Automating Application Setups

I've always dreamed about a completely automated, voice-activated program for installing Windows 2000 and the applications and service packs I need, from start to finish. I've stopped dreaming and started building the program myself, using Microsoft Remote Installation Services (RIS) as the foundation. I tailored RIS to ask installing users about specific configuration items and to modify the users' Win2K Professional installation according to their responses. Although being able to customize Win2K Pro installations is extremely useful, few organizations want to install only Win2K Pro. Therefore, I took RIS a step further and added application-setup routines to RIS's list of unattended-installation chores.

Recap
In "Superior RIS: Customizing Win2K Installs," April 2001, I outline steps for specifying customized parameters to extend RIS's functionality and individualize your Win2K deployments. In short, you modify RIS's .osc files that the installing user sees in the form of OSChooser screens and tweak the template files that the installation process uses. You modify the .osc files so that the Client Installation Wizard's OSChooser screens prompt installing users for information about the configuration they want to install (e.g., IP addresses to use, components to install). This user-supplied information translates into environment variables in template files that the Win2K Pro installation process references.

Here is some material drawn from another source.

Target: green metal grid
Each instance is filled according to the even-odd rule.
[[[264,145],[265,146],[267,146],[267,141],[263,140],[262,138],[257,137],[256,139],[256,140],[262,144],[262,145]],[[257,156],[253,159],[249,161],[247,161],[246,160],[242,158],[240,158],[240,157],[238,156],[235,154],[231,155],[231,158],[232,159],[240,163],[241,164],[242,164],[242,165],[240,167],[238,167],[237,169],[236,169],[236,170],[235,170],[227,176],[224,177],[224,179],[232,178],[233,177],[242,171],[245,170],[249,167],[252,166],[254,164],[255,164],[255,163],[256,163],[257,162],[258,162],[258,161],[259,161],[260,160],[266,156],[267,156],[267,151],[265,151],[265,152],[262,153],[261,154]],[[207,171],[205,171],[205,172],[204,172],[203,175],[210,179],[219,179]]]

Few desktop systems are complete, however, without additional applications. But RIS installs only Win2K Pro, right? Wrong. You can modify unattended installation files to automate most—if not all—of your application installations.

See Gui. See GuiRun. See GuiRunOnce.
A standard Win2K or Windows NT unattended installation file has a \[GuiRunOnce\] section. During the installation process, this handy section automatically puts the section's entries into the computer's RunOnce registry subkey. When the computer's first user logs on, the computer executes any commands in the RunOnce registry entry, then removes the commands from the registry. Because a RIS-based Win2K Pro setup automatically performs an administrative logon after the setup has completed, anything in the \[GuiRunOnce\] section will also execute automatically with this unattended installation.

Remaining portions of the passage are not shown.